Metadata/Annotations

Monkey Forums/Monkey Programming/Metadata/Annotations

Samah(Posted 2012) [#1]
Now that we have reflection, could we get metadata/annotations?

Something like:

[monkeycode]Class Foo
Field bar:String {hello="world", answer=42}
End

Local fooclass:ClassInfo = GetClass("Foo")
Local barfield:FieldInfo = fooclass.GetField("bar")
Print barfield.GetMetadata("hello") ' prints "world"
Print barfield.GetMetadata("answer") ' prints 42[/monkeycode]


Samah(Posted 2012) [#2]
I'm bumping this because I think it would be very easy to implement and very useful for libraries to interface with user code. You can just ignore metadata at compilation if you're not importing reflection.


ziggy(Posted 2012) [#3]
I'm with Samah. This would be ultra useful to implement serialization atributes for class fields (to name something where this could be definitively useful).


Tibit(Posted 2012) [#4]
I like it.

Do you have more examples of good uses (just curious)?


Nobuyuki(Posted 2012) [#5]
annotations could be implemented similarly to the VB.net syntax -- three quote marks. IDE's such as Jungle could easily extend their autosuggest features with such metadata, although they don't need official language extensions to do this if it is a comment.

Having metadata useful for getting back from reflection, though, would require extending the language, but I'd hope that rather than complicating the syntax even more with specific circumstances, that data could still be in some sort of specially formatted comment. The fact that VB.NET has separate syntaxes for both attributes and xml comments, the latter of which are what is required for IntelliSense to provide helpful documentation, is annoying to say the least -- It would be nice for us to adopt the syntax of one or the other to keep curly braces from leaking too much into the language


Samah(Posted 2012) [#6]
My example was based on the syntax from blitzmax. I don't understand this "leaking into the language" thing... You make it sound like braces are bad.

As for three quotes, comments are comments. It should be up to the IDE developers to update their software for the language. Otherwise you become Java that focuses 90% on backward compatibility and 10% on actual language improvements.


Nobuyuki(Posted 2012) [#7]
I suppose that since angle brackets are already used for generics, that it would be confusing (and perhaps difficult to read/implement/parse) to also use them for Attributes and Metadata.
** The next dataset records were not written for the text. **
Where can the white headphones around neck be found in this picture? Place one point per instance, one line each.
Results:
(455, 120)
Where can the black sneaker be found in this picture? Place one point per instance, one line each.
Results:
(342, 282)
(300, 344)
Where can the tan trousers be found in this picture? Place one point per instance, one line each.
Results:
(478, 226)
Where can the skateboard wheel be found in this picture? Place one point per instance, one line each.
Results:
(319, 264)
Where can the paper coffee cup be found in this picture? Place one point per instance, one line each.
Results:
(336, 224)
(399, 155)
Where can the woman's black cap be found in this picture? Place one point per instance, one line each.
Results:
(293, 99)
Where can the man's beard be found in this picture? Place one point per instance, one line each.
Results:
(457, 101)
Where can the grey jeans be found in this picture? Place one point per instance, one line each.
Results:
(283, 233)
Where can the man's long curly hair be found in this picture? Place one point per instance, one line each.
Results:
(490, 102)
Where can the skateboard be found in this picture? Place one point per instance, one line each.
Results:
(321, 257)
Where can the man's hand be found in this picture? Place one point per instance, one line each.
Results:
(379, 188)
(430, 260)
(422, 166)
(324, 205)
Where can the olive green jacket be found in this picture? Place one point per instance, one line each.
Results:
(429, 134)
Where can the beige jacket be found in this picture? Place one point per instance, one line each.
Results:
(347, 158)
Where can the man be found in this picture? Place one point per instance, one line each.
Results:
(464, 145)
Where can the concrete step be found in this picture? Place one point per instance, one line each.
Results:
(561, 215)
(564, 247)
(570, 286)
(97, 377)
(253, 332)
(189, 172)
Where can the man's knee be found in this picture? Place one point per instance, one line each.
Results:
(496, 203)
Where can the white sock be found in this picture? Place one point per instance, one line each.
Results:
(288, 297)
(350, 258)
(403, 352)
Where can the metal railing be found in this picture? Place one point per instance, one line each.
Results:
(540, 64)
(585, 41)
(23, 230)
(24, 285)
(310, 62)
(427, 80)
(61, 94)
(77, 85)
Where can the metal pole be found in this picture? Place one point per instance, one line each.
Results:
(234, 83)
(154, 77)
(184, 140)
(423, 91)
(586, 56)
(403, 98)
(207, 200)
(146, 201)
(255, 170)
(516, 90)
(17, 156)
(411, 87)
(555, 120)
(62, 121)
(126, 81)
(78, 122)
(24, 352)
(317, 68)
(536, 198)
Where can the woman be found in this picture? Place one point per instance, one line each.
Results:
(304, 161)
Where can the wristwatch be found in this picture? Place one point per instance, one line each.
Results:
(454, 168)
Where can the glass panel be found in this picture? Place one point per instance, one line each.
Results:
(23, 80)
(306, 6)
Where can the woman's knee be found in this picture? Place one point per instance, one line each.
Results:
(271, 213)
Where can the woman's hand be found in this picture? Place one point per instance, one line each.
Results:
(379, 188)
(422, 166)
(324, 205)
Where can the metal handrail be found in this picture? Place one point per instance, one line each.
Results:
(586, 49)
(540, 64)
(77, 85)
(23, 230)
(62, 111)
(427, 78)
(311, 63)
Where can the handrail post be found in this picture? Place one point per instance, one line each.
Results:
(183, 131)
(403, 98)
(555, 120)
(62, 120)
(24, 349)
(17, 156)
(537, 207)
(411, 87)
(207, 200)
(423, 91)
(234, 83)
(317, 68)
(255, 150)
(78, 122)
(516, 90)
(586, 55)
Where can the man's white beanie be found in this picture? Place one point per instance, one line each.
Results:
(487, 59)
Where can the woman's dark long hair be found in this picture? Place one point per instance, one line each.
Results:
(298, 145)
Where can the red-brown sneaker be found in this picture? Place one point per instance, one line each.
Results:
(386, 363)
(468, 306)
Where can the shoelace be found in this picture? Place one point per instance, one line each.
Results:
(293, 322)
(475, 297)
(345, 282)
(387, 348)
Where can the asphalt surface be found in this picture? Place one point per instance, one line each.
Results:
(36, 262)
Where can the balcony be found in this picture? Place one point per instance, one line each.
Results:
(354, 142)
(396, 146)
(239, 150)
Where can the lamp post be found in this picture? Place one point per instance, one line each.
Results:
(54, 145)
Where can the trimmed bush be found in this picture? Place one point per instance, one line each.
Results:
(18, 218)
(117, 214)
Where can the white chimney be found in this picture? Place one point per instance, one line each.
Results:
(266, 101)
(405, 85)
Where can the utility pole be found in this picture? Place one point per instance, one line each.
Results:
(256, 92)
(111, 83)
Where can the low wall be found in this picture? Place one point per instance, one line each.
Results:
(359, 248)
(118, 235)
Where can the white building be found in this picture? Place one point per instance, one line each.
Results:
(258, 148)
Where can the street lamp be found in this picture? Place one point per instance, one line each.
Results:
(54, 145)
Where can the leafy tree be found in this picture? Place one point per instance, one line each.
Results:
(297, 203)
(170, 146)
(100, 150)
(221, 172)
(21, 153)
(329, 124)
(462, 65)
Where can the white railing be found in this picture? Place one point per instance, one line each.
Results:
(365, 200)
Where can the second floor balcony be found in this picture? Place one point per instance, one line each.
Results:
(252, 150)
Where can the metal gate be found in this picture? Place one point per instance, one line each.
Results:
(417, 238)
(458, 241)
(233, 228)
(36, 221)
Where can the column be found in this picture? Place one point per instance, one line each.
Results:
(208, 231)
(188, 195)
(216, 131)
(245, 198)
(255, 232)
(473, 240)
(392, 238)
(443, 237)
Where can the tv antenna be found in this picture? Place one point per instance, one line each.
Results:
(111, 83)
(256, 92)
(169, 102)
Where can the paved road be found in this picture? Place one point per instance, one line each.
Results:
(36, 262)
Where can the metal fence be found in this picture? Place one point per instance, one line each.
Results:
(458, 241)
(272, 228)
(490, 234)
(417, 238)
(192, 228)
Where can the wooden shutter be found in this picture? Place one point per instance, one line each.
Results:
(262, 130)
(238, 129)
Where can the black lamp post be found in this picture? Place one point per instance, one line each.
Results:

I'm hoping though that they can be given some sort of syntax which "feels" consistent with the language and doesn't pull anyone out of it. If BMax had that behavior with curly braces then I guess I don't have a problem with Monkey having it.

I'm assuming there'd be no strict way to declare stuff in metadata. The idea then would be that if it also served as a way to set Attributes, to somehow avoid scope conflicts with the built-in ones that Monkey could have to mark stuff as serializable, or to give fields descriptions/categories/whatever.